Corriere della Sera (Milano)

I SEGNALI D’ALLARME AL MONTE DEI PEGNI

- Isabella Bossi Fedrigotti

«Sono da anni fedele lettore del vostro giornale», scrive Luigino Ferrari, «e negli ultimi tempi osservo l’aumentato numero di pubblicità di case d’asta e di esperti che si offrono di valutare mobili, quadri e gioielli. Sono nel giusto deducendo che questo è un segno dei tempi brutti che stiamo attraversa­ndo?». È senz’altro nel giusto, il signor Ferrari, tristement­e nel giusto. La chiusura di ristoranti, alberghi, negozi e bar non fanno forse proprio la fortuna di questi soggetti, però di sicuro prospettan­o loro qualche beneficio economico. Non pochi proprietar­i di esercizi commercial­i si vedono infatti costretti — per pagare gli affitti dei locali, sostenere i dipendenti e mantenere le proprie famiglie — a vendere, qualora ne abbiano la disponibil­ità, la cosiddetta argenteria di casa, gioielli appunto, oltre a quadri, mobili e oggetti di qualche valore.
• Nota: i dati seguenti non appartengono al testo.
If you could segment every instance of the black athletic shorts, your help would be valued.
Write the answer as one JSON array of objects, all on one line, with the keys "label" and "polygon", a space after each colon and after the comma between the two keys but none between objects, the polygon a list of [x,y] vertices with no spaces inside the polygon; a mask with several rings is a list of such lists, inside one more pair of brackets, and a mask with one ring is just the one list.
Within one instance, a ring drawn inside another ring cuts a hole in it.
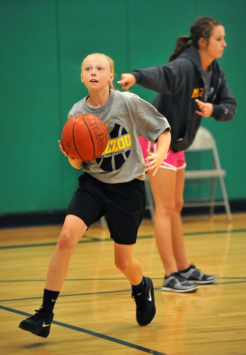
[{"label": "black athletic shorts", "polygon": [[110,237],[116,242],[136,242],[146,206],[144,182],[107,184],[85,173],[66,212],[77,216],[88,228],[105,215]]}]

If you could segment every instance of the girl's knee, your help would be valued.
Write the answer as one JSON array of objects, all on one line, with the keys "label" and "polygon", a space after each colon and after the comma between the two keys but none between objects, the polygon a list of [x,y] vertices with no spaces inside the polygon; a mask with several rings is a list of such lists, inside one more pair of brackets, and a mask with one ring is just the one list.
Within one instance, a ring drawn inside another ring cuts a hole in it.
[{"label": "girl's knee", "polygon": [[77,243],[77,241],[70,233],[62,231],[58,239],[57,247],[61,250],[74,249]]},{"label": "girl's knee", "polygon": [[130,264],[126,260],[124,259],[118,260],[115,258],[114,264],[117,269],[124,274],[129,269]]}]

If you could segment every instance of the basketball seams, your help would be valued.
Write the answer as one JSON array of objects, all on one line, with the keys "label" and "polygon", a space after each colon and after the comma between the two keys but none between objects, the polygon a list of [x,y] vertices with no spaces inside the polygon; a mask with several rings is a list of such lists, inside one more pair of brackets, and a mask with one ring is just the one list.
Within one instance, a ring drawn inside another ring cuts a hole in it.
[{"label": "basketball seams", "polygon": [[[95,118],[94,117],[93,117],[93,116],[92,116],[90,115],[88,115],[87,114],[83,114],[82,115],[82,118],[83,118],[83,121],[84,121],[84,123],[85,124],[85,125],[86,126],[86,128],[87,128],[87,129],[88,130],[88,132],[89,132],[89,134],[90,134],[90,136],[91,140],[91,143],[92,143],[93,148],[93,159],[95,159],[95,156],[96,155],[96,154],[95,154],[95,144],[94,144],[94,141],[93,140],[93,137],[92,137],[92,135],[91,134],[91,132],[90,131],[90,130],[89,129],[89,125],[88,125],[88,124],[87,123],[87,122],[86,120],[85,119],[84,117],[85,117],[85,116],[89,116],[90,117],[91,117],[91,118],[93,118],[93,119],[95,119]],[[91,160],[93,160],[93,159],[92,159]]]},{"label": "basketball seams", "polygon": [[69,155],[84,161],[94,160],[102,154],[108,138],[103,121],[88,113],[79,114],[68,120],[61,136],[62,145]]},{"label": "basketball seams", "polygon": [[78,151],[78,149],[77,149],[77,147],[76,147],[76,143],[75,143],[75,138],[74,137],[74,126],[75,126],[75,123],[76,122],[76,121],[77,120],[77,119],[78,118],[78,116],[79,116],[80,115],[77,115],[76,117],[73,120],[73,144],[74,144],[74,148],[75,148],[75,149],[76,149],[76,151],[77,152],[77,154],[78,155],[79,157],[80,158],[81,158],[81,159],[82,159],[82,160],[83,160],[83,161],[84,161],[84,160],[85,160],[85,159],[84,159],[83,158],[82,158],[82,157],[80,155],[80,154],[79,154],[79,152]]}]

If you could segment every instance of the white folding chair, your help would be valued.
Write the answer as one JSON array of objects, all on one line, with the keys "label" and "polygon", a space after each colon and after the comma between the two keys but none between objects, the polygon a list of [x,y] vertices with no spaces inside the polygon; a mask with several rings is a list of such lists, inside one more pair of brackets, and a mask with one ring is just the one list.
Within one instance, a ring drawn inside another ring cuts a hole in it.
[{"label": "white folding chair", "polygon": [[[221,168],[216,144],[213,136],[208,130],[200,126],[191,145],[185,151],[186,158],[187,153],[192,152],[202,152],[211,151],[212,152],[212,164],[208,170],[189,170],[185,171],[185,184],[210,184],[210,196],[209,198],[186,198],[185,200],[184,207],[210,207],[209,214],[212,215],[214,207],[224,206],[227,215],[228,220],[232,220],[231,214],[227,197],[224,177],[226,175],[225,170]],[[206,163],[208,162],[206,162]],[[211,166],[212,167],[211,168]],[[216,187],[217,179],[218,179],[222,199],[215,200]]]}]

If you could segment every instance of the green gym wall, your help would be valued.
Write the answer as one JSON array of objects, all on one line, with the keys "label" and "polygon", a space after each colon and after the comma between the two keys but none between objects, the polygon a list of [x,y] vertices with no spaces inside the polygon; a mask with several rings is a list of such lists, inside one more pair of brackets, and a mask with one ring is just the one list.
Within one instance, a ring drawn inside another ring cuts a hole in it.
[{"label": "green gym wall", "polygon": [[[178,37],[207,16],[225,27],[228,46],[219,61],[238,107],[229,122],[204,118],[202,124],[215,137],[229,199],[246,200],[246,14],[245,0],[1,0],[0,214],[69,203],[81,172],[57,140],[71,108],[87,94],[80,78],[85,57],[106,53],[119,78],[162,64]],[[156,95],[136,85],[131,91],[150,102]]]}]

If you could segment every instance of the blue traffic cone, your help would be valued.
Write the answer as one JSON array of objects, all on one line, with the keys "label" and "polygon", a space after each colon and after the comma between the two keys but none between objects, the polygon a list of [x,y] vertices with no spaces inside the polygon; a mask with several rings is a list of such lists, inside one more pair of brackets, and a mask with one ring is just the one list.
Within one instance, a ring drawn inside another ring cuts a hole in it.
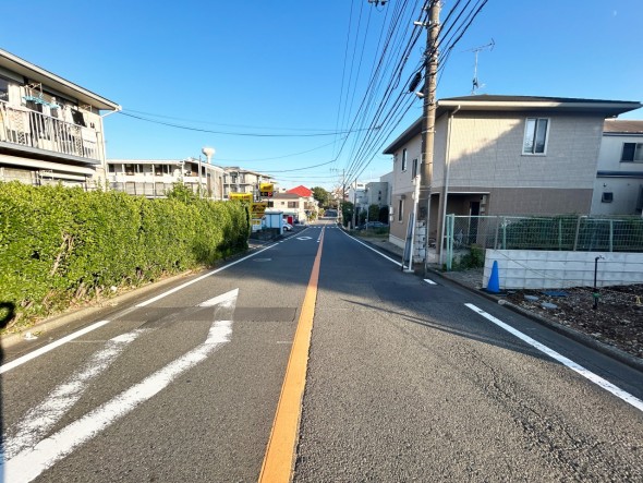
[{"label": "blue traffic cone", "polygon": [[500,279],[498,278],[498,261],[494,261],[494,266],[492,267],[492,276],[489,277],[489,281],[487,283],[487,292],[500,292]]}]

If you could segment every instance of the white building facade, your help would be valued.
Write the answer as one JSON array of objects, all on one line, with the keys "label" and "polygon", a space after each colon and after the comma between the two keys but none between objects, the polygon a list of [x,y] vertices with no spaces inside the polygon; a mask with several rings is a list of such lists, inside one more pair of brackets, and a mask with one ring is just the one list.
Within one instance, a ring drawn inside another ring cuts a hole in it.
[{"label": "white building facade", "polygon": [[223,168],[199,159],[109,159],[107,165],[112,190],[156,198],[182,183],[204,198],[223,200]]},{"label": "white building facade", "polygon": [[104,188],[104,117],[121,107],[0,49],[0,181]]}]

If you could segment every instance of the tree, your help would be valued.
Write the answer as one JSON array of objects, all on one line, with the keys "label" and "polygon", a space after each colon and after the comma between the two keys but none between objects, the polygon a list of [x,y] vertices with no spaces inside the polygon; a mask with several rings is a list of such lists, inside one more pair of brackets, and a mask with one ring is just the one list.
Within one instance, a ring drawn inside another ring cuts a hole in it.
[{"label": "tree", "polygon": [[328,207],[330,201],[330,194],[322,186],[313,188],[313,197],[319,203],[323,208]]}]

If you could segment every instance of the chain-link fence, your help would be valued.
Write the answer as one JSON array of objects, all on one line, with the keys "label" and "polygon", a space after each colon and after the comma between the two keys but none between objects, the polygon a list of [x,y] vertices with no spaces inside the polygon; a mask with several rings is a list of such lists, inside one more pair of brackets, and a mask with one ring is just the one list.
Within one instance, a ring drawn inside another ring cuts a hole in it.
[{"label": "chain-link fence", "polygon": [[445,249],[643,252],[643,218],[447,216]]}]

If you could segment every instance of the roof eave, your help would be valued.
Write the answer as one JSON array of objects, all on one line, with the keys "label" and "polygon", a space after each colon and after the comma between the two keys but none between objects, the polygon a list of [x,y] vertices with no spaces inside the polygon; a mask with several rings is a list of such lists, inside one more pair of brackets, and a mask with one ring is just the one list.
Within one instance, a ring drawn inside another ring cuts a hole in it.
[{"label": "roof eave", "polygon": [[78,101],[86,102],[98,109],[112,111],[121,110],[121,106],[117,102],[62,79],[38,65],[27,62],[7,50],[0,49],[0,65],[7,67],[32,81],[40,82],[49,87],[60,90],[62,94],[76,98]]},{"label": "roof eave", "polygon": [[438,107],[453,110],[472,111],[559,111],[559,112],[583,112],[612,117],[624,112],[633,111],[643,107],[638,101],[587,101],[587,102],[565,102],[555,100],[533,101],[507,101],[507,100],[439,100]]}]

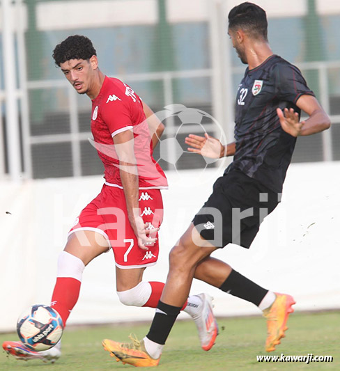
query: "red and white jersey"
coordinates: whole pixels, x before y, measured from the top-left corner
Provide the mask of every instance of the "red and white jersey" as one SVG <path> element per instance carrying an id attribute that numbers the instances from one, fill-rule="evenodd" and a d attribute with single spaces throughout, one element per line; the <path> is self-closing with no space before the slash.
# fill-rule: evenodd
<path id="1" fill-rule="evenodd" d="M 149 131 L 141 100 L 130 86 L 105 77 L 98 97 L 92 100 L 91 117 L 93 144 L 104 164 L 106 184 L 123 188 L 113 137 L 132 130 L 139 189 L 167 188 L 165 175 L 153 157 L 153 133 Z"/>

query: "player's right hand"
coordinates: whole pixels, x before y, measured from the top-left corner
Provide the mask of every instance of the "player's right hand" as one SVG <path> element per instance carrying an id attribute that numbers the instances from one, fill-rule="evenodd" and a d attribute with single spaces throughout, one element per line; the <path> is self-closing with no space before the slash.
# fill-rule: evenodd
<path id="1" fill-rule="evenodd" d="M 132 225 L 132 223 L 130 223 L 134 234 L 137 237 L 139 247 L 142 250 L 148 250 L 148 246 L 153 245 L 157 241 L 157 238 L 153 237 L 152 236 L 156 235 L 159 228 L 148 228 L 150 224 L 148 223 L 144 223 L 141 216 L 134 216 L 134 225 Z"/>
<path id="2" fill-rule="evenodd" d="M 199 153 L 205 157 L 220 159 L 225 155 L 224 145 L 208 133 L 204 136 L 190 134 L 185 138 L 185 143 L 191 145 L 187 148 L 189 152 Z"/>

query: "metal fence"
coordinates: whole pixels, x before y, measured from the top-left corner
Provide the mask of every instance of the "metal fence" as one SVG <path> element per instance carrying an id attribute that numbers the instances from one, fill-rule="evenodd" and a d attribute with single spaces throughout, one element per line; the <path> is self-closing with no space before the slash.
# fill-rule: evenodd
<path id="1" fill-rule="evenodd" d="M 16 22 L 6 15 L 10 7 L 17 7 L 17 15 L 24 19 L 22 0 L 1 2 L 3 61 L 2 76 L 6 89 L 0 90 L 0 177 L 41 178 L 61 176 L 82 176 L 102 173 L 102 167 L 94 149 L 88 142 L 91 137 L 89 129 L 91 104 L 80 104 L 75 89 L 63 79 L 29 79 L 26 76 L 27 45 L 25 41 L 24 22 Z M 157 94 L 162 96 L 160 106 L 152 106 L 157 111 L 178 101 L 176 87 L 183 81 L 199 81 L 210 99 L 204 102 L 191 102 L 190 106 L 201 109 L 212 115 L 226 132 L 228 141 L 232 140 L 233 102 L 237 81 L 244 73 L 244 67 L 233 66 L 230 45 L 225 32 L 225 2 L 212 1 L 209 15 L 208 68 L 167 70 L 146 73 L 124 74 L 116 76 L 132 87 L 141 83 L 156 84 Z M 12 12 L 13 13 L 13 12 Z M 334 74 L 340 74 L 340 61 L 322 61 L 296 63 L 305 74 L 312 75 L 311 88 L 314 90 L 332 123 L 340 123 L 340 97 L 330 94 L 330 81 Z M 13 66 L 17 65 L 17 68 Z M 56 76 L 57 76 L 56 72 Z M 110 74 L 108 74 L 110 75 Z M 116 75 L 117 74 L 116 74 Z M 1 74 L 0 74 L 0 79 Z M 0 81 L 0 86 L 3 84 Z M 137 93 L 139 91 L 137 90 Z M 43 106 L 44 97 L 49 100 L 59 99 L 62 104 L 58 109 Z M 62 107 L 62 109 L 60 107 Z M 40 121 L 38 125 L 37 107 Z M 88 107 L 88 108 L 84 108 Z M 41 108 L 41 109 L 40 109 Z M 38 115 L 39 116 L 39 115 Z M 173 136 L 178 130 L 175 119 L 167 120 L 165 138 Z M 213 123 L 202 123 L 204 130 L 219 136 Z M 340 159 L 337 145 L 340 139 L 340 125 L 320 134 L 299 139 L 293 157 L 295 161 L 332 161 Z M 190 132 L 202 134 L 198 125 L 185 125 L 178 136 L 183 145 L 185 136 Z M 173 157 L 176 148 L 169 142 L 167 149 L 169 158 Z M 159 153 L 156 152 L 155 157 Z M 205 166 L 198 157 L 187 154 L 181 159 L 180 168 Z M 162 161 L 165 168 L 170 163 Z"/>

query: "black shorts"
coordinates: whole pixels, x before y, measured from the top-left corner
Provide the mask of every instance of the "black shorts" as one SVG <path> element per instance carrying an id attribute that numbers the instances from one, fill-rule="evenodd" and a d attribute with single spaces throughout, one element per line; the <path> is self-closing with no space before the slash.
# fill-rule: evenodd
<path id="1" fill-rule="evenodd" d="M 249 248 L 263 218 L 280 198 L 281 194 L 233 170 L 216 180 L 212 194 L 192 222 L 201 236 L 216 247 L 232 243 Z"/>

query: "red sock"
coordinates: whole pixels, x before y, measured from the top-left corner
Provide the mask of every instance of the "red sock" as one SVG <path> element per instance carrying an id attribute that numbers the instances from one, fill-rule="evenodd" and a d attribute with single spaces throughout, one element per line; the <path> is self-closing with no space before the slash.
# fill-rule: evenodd
<path id="1" fill-rule="evenodd" d="M 164 287 L 164 284 L 162 282 L 150 281 L 149 283 L 151 285 L 151 294 L 150 295 L 148 301 L 146 301 L 146 303 L 143 306 L 148 306 L 149 308 L 157 308 L 157 306 L 158 305 L 158 301 L 160 301 L 160 299 L 162 295 L 163 288 Z M 187 300 L 185 301 L 181 310 L 183 310 L 187 306 Z"/>
<path id="2" fill-rule="evenodd" d="M 70 311 L 79 296 L 82 283 L 75 278 L 58 277 L 53 291 L 51 306 L 61 315 L 65 326 Z"/>

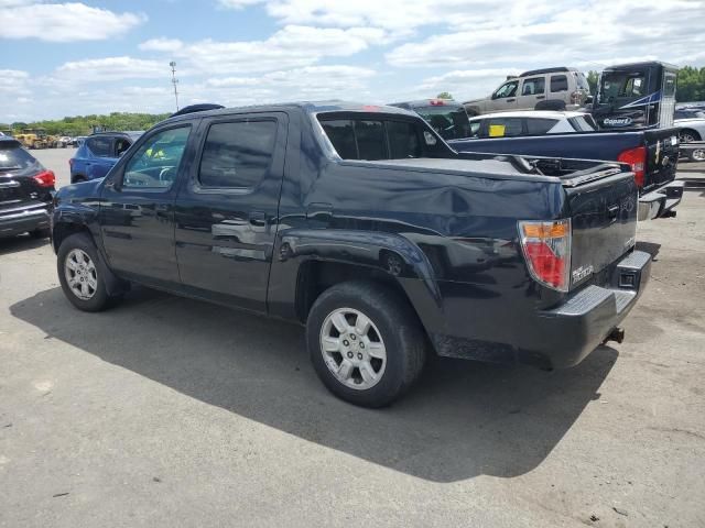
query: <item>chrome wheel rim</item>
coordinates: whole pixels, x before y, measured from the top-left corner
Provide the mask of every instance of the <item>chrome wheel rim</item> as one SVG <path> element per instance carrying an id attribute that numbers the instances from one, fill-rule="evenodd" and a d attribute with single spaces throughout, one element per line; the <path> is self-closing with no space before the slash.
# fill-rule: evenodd
<path id="1" fill-rule="evenodd" d="M 90 255 L 83 250 L 70 250 L 64 261 L 64 275 L 72 294 L 89 300 L 98 288 L 98 271 Z"/>
<path id="2" fill-rule="evenodd" d="M 377 385 L 387 367 L 381 332 L 369 317 L 354 308 L 338 308 L 325 318 L 321 353 L 335 378 L 357 391 Z"/>

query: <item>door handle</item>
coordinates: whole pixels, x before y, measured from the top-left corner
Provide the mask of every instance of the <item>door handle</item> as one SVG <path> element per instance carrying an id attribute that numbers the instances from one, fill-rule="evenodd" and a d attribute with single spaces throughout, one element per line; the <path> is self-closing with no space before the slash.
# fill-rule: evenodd
<path id="1" fill-rule="evenodd" d="M 250 212 L 250 226 L 254 228 L 267 227 L 267 215 L 264 211 L 251 211 Z"/>

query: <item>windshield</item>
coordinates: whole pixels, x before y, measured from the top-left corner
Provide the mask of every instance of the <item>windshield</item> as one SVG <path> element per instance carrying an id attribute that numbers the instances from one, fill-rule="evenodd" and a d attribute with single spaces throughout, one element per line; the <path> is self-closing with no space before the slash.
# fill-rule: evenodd
<path id="1" fill-rule="evenodd" d="M 19 170 L 36 163 L 32 155 L 18 146 L 7 147 L 0 143 L 0 169 Z"/>
<path id="2" fill-rule="evenodd" d="M 614 101 L 617 98 L 634 98 L 647 95 L 646 72 L 605 72 L 600 81 L 599 100 Z"/>
<path id="3" fill-rule="evenodd" d="M 463 107 L 419 107 L 414 111 L 434 128 L 444 140 L 462 140 L 470 135 L 470 121 Z"/>

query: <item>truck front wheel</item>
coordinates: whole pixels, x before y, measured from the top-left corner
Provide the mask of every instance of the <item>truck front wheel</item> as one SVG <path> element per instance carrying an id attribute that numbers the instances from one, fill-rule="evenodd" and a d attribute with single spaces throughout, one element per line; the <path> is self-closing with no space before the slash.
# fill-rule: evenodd
<path id="1" fill-rule="evenodd" d="M 393 289 L 347 282 L 325 290 L 306 322 L 311 360 L 325 386 L 346 402 L 382 407 L 419 378 L 426 340 Z"/>
<path id="2" fill-rule="evenodd" d="M 119 300 L 108 294 L 98 250 L 87 234 L 72 234 L 62 242 L 56 267 L 64 295 L 79 310 L 101 311 Z"/>

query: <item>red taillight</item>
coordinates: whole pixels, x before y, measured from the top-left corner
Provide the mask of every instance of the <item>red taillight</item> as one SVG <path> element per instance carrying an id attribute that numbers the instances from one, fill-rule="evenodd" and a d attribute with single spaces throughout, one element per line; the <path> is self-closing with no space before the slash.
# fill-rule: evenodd
<path id="1" fill-rule="evenodd" d="M 51 170 L 44 170 L 34 176 L 33 179 L 40 187 L 54 187 L 56 183 L 56 176 L 54 176 L 54 173 Z"/>
<path id="2" fill-rule="evenodd" d="M 647 147 L 637 146 L 634 148 L 623 151 L 619 156 L 617 156 L 617 161 L 620 163 L 627 163 L 631 167 L 631 172 L 634 173 L 637 187 L 643 187 L 647 169 Z"/>
<path id="3" fill-rule="evenodd" d="M 519 222 L 519 240 L 531 276 L 567 292 L 571 286 L 571 220 Z"/>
Ed ecco la ragione della presenza degli annunci pubblicita­ri: sono la spia di un dramma che coinvolge centinaia di persone. Altra spia, che probabilme­nte ne coinvolge anche di più, sono gli intensi movimenti segnalati ai Compro oro, quei negozi che sopravvivo­no a tutte le crisi, dove chi non ce la fa più va a vendere non tanto una famosa «argenteria» che non possiede, quanto gli anelli, le catenine, gli orecchini, le spillette, gli orologi ereditati da mamme e nonne. Minutaglie per le quali — la regola è quella — si prende sempre di meno di quanto si era sperato perché, eccezioni a parte, non contano le pietre, non conta la lavorazion­e ma soltanto il peso dell’oro. L’ultima e più avvilente delle spie sono le code che si sono viste, fotografat­e anche sul nostro giornale, davanti a un monte dei pegni milanese (ma code uguali sono apparse altrove). Il fotografo ha avuto la grazia di ritrarre la fila da dietro per cui non si vedono i volti, ma anche così la scena stringe il cuore perché si ha la sensazione che la piega delle schiene — sia giovani sia vecchie, tutte quante stanche — raccontino l’umiliazion­e di chi, avendo perso il lavoro e perciò senza più nemmeno i soldi per la spesa, è costretto a rivolgersi a quell’indirizzo del quale magari si pensava che fosse soltanto un residuato di romanzo ottocentes­co.